CES Day 3 will be the last day for me. I’ve had to move up my flight home so that I can go on another business trip on Monday. My feet are sore, but I’m ready to hit the pavement and get over to the Sands Expo and Convention Center to check out the latest in Digital Health/Wellness solutions, Home Automation, and IoT technologies.
CES Day 3: Wearables
Holy smokes! I remember when I got my first Fitbit almost 4 years ago. What an explosion of “me too” devices. There must have been 30 companies pushing their devices which all basically do the same thing. Of course every brand touts their device as “the most accurate” and many of course are stressing the accuracy of the HR function, taking a shot at Fitbit’s recent issues with this. I did not see Garmin or Jawbone at the event.
Of all the products there were 3 standouts. Withings was a stand out because they have a very broad range of devices that all work together. Each device is probably in the middle ground on functionality, but all of them together is quiet a strong play.
I did checkout the Fossil-Misfit booths, but they didn’t seem to have anything new yet. There were a couple of Fossil watches with electronic guts, but nothing terribly cool.
Lifetrak (never heard of them before) had some interesting products. They claim to have a highly accurate HR and HRV band, having a background similar to Polar. The Lifetrak R450 looked pretty cool – with all the tracking you would expect plus functions that monitor light and advise when its time to get a bit of sunshine. In addition it also tracks sleep and of course has their HR/HRV functions. It also has a year battery life, similar to the Garmin Vivofit.
Tomtom had some interesting bands that have HR, GPS, and music streaming. They claimed 6-8 hour battery life with everything on. That’s pretty good if true. The guts are made by LifeQ – some guys I met the night before and will talk more with.
Lastly is Fitbit. They’ve been in the news lately for problems with their HR accuracy and also for a lackluster new watch. I do wear the Surge HR device in question and I’ve compared it to my Polar and my other HR tracking sensors built into my training equipment. I’ve not noticed a big difference in the numbers, but I guess this post is about new stuff. Fitbit had the new Blaze device in the booth. Despite all the internet buzz about how the device sucks, I liked it. I liked the look, the interchangeable bands, and the simplicity. I’m not sure what all the fuss is about.
CES Day 3: Home Automation/Internet of Things
Home automation and internet of things technologies were pretty big. Carrier, Lowes, Bosch, iDevices, Honeywell, and ADT, are the big names, but there were a ton of smaller players. I was most impressed with Lowe’s Iris system, although some idiot ruined the demo I was watching by pulling the emergency release cord on the garage door. The carrier solution looked pretty comprehensive and can be installed by a regular person. They had some interesting kinds of sensors for flood detection and other things:
Another interesting gadget was from Savant – a really slick programmable remote control. I really want to replace the remote that I have since I cannot program it myself and it is also kinda slow. This device looked pretty cool and can get operated by buttons or by voice.

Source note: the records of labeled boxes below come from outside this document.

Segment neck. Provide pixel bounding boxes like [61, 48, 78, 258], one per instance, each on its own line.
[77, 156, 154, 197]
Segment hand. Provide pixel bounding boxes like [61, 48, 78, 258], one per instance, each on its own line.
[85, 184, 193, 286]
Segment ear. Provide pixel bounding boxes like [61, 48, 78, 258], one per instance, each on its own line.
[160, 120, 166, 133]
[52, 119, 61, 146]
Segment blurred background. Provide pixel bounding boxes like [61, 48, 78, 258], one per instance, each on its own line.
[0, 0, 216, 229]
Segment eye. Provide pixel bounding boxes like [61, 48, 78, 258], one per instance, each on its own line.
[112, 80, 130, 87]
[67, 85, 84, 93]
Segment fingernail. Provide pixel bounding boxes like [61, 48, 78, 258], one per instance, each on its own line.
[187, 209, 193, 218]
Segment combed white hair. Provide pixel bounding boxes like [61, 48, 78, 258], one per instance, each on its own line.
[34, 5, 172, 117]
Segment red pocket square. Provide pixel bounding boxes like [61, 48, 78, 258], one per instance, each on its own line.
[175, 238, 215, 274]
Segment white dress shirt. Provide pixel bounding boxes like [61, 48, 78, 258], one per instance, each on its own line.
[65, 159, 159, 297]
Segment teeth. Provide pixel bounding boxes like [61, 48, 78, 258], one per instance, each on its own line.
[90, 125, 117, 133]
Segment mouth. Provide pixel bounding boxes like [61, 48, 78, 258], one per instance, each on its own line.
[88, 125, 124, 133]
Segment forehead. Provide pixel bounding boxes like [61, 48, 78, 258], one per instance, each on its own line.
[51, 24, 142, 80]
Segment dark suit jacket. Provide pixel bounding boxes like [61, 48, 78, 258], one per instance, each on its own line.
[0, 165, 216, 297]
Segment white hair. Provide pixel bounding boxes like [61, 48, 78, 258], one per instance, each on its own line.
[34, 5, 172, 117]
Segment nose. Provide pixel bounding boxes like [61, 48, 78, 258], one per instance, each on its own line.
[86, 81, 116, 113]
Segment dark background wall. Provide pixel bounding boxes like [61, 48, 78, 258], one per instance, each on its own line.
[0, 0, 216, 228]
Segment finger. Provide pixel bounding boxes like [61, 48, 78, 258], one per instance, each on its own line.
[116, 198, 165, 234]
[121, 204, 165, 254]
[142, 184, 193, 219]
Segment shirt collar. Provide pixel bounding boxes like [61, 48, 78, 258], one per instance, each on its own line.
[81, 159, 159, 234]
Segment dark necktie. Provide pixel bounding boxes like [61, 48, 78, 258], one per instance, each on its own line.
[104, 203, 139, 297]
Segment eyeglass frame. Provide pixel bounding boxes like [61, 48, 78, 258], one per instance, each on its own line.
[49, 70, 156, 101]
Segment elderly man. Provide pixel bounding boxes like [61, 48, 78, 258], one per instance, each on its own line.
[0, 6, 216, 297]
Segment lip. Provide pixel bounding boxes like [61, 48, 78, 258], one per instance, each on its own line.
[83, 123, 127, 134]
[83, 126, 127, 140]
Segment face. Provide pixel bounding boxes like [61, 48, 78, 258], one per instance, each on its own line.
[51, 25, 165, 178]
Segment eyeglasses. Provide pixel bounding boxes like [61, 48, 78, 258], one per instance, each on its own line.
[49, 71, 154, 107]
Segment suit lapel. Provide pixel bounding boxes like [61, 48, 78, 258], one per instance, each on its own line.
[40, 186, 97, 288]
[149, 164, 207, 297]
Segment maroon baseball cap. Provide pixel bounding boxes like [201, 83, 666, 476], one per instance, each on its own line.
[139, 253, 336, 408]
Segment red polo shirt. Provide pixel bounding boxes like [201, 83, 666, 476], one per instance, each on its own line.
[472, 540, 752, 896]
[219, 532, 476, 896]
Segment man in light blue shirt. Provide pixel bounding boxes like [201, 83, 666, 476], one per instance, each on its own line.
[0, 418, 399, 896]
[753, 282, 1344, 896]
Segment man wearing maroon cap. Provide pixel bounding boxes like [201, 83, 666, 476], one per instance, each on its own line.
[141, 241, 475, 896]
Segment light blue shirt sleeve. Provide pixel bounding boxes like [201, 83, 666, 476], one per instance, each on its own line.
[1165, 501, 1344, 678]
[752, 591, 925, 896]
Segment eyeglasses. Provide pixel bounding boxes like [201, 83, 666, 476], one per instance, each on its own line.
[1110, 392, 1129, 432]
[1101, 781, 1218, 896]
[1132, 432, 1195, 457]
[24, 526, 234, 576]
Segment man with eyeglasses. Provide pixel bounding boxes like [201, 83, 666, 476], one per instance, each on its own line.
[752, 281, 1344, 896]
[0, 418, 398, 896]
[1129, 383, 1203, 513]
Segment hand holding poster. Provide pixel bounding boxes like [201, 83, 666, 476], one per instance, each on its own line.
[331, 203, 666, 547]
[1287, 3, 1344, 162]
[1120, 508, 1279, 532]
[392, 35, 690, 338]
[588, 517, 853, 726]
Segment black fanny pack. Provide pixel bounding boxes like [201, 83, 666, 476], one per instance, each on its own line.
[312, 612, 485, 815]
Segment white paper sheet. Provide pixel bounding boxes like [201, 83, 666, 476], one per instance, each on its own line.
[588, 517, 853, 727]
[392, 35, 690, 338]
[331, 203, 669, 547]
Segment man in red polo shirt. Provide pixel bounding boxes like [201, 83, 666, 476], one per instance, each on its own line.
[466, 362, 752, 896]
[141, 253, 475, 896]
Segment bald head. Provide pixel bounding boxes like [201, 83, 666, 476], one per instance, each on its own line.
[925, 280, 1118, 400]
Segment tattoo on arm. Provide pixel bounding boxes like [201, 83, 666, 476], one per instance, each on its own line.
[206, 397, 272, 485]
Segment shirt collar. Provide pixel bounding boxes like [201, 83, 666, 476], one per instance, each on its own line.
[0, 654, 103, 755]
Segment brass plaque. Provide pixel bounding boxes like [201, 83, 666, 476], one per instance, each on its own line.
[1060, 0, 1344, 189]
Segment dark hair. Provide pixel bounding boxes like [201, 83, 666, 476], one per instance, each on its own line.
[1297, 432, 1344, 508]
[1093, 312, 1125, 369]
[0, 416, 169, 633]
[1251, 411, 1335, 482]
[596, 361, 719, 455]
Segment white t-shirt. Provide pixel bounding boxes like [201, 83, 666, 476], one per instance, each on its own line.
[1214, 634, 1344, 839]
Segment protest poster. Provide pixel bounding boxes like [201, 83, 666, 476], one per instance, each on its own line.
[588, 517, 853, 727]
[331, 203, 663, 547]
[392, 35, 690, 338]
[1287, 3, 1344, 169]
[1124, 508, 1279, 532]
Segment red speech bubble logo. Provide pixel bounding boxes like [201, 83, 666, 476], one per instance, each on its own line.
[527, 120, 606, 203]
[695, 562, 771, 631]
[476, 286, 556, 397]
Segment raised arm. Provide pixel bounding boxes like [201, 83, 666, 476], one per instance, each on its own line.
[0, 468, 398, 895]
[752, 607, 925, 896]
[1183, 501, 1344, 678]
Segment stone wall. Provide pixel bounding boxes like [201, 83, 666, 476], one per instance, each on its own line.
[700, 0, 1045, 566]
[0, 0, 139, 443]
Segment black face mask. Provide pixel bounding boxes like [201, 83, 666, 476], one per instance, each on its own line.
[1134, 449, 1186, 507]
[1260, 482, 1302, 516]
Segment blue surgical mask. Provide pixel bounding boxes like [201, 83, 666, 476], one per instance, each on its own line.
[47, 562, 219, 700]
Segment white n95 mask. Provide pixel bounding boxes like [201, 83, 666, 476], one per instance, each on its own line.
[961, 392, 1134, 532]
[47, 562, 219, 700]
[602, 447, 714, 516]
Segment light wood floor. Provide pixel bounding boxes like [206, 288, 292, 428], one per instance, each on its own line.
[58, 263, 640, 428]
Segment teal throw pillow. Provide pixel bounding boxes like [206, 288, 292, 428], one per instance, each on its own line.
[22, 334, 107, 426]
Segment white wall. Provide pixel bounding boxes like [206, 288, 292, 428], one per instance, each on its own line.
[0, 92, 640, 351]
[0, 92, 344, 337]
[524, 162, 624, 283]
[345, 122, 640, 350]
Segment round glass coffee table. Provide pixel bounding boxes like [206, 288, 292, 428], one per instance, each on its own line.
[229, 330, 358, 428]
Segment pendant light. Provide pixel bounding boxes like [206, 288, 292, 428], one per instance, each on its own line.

Finally the day’s winner: Picobrew. What is it? It is a self-contained beer brewing machine. Its amazing! It brews with real ingredients (no syrups or shortcuts), goes straight from wort into the keg with yeast as a sealed system. It is incredible. They have a few units that make different amounts, but the larger unit can put beer straight into corny kegs. I had some samples (of course!) and the beer was quite good, if a bit hazy. They had the machine actually making beer at the show. You can see it here to the left – those black hoses are running down to a keg on the floor! Incredible!
Overall CES 2016
43 miles of walking and what am I left with? It is definitely an interesting and somewhat overwhelming show. Will I do it again? I’m not sure – so much of the content is streamed online that I’m not sure it really pays off to go to the show every year. If we have another big demo or product release of our own I would of course go. If I do go in 2017 I think I will spend more time up front planning what I want to see. I did miss somethings – like the Corning glass booth and almost all the automotive stuff (because) I had to leave early). I probably should have tried harder to get to some of the special events as well.
What’s the coolest thing I saw? The Casio Lampfree projector was very cool. I liked the Fitblaze and the Tomtom device I mentioned. Carrier’s Cor automation system looked very interesting. However I have to give it to the Picobrew!
It is definitely an experience and having the event in Las Vegas means that you can always skip out and have some fun. Staying at the Paris Casino was also an excellent call because it is on a Monorail stop and it is in the middle of the locations (LVCC, Venetian, Aria, and Cosmopolitan). It was also possible to walk everywhere except to the LVCC – you can get to the Sands Expo from the Venetian.
I decided to break up the posts for each day because the page was getting pretty big and heavy.